Courtesy of eONE Films
Love, music, old age, generational strife: all of these themes are touched upon in Yaron Zilberman’s (“Watermarks”) somber and meditative piece “A Late Quartet.”
“A Late Quartet” opens with the members of the quarte formed at Juilliard called the Fugues. Peter Mitchell (Christopher Walken, “Seven Psychopaths”) Daniel (Mark Ivanir, “Big Miracle”) and a husband and wife, Robert and Jules (Phillip Seymour Hoffman, “The Master,” and Catherine Keener, “Peace, Love, & Misunderstanding”) are preparing to play one of their final concerts together.

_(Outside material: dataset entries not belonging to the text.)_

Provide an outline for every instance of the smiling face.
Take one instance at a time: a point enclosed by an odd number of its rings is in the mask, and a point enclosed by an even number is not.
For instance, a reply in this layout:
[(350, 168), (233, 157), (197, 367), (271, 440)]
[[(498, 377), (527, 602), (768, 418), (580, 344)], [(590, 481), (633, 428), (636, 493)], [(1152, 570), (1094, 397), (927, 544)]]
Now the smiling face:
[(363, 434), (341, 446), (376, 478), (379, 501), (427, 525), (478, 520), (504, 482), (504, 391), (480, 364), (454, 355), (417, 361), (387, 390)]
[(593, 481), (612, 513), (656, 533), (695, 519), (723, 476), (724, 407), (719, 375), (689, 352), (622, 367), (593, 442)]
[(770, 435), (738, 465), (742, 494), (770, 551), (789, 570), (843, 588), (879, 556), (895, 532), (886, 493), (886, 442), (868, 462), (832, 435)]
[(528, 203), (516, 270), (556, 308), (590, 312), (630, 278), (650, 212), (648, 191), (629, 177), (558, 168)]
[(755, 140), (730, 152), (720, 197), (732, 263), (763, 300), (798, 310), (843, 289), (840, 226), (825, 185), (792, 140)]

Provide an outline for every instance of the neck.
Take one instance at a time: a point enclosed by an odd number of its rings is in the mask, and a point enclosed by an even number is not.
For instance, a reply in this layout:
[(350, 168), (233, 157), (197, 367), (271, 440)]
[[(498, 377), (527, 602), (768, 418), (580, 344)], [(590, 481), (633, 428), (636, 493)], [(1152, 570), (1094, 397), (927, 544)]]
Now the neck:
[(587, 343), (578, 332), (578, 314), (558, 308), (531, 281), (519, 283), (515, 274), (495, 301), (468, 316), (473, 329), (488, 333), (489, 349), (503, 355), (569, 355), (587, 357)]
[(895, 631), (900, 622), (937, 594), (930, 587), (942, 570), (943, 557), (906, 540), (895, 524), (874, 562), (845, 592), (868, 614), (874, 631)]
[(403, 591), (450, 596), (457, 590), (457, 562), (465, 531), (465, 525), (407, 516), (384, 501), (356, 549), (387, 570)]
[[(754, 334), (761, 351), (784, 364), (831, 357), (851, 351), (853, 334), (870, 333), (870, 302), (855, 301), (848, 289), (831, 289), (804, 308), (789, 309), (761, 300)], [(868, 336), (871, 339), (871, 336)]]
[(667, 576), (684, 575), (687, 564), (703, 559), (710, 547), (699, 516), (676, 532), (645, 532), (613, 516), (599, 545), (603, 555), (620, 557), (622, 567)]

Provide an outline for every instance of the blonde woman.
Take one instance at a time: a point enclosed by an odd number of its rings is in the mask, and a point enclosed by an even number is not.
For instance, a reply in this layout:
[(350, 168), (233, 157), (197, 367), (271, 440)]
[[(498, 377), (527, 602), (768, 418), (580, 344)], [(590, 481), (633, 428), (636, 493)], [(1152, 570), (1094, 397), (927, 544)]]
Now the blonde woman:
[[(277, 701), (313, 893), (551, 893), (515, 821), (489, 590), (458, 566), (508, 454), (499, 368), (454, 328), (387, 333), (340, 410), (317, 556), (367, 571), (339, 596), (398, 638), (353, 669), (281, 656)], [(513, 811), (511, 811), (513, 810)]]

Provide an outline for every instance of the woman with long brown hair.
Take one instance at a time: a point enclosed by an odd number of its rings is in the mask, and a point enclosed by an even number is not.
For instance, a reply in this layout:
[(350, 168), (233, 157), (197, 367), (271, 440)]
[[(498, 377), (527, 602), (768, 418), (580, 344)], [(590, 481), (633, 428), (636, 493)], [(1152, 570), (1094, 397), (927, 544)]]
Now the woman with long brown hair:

The film then flashes back to a critical moment, where Peter announces that he is in the first stages of Parkinson’s disease and will have to replaced as cellist for the group. Peter’s deliberate retirement sparks off a heated conflict between Robert and Jules about Robert’s wish to be more than the “second violinist” of the quartet, eventually leading to Robert getting into an extramarital affair. Meanwhile, Robert and Jules’s daughter Alex (Imogen Poots, “Fright Night”), an upcoming violinist in the footsteps of her parents, also begins having an affair with her mentor.
“A Late Quartet,” with its lush, sweeping classical music score by Angelo Badalamenti (a frequent collaborator with David Lynch on soundtracks for “Blue Velvet” and “Mulholland Drive”) is a drama that examines the difficulty a group of musicians have in keeping together in old age.
Walken gives a tragic, if compelling, performance as a man who begins to experience the first painful pangs of Parkinson’s but remains the central heart of the group who keeps them together.
Hoffman and Keener also give rather melodramatic performances, but they are believable as a couple whose marriage is on the rocks.
Most of the movie is filmed in close-up, which emphasizes the drama of the piece, save for a few obvious establishing shots of the city. The crisp cinematography is thanks to veteran cinematographer Frederick Elmes (“Blue Velvet”).
This is Silberman’s first feature film (his previous feature, “Watermarks,” was a documentary about a swim team during WWII). While he does not offer anything quite new in terms of how a conflict threatens to override a group of tightly bound musicians, the way the actors truly deliver heartfelt performances makes it rise above the material written.
Though the age of the characters makes it seem like the film is aimed at an older audience, its message about how drama can both divide and unite people is universal.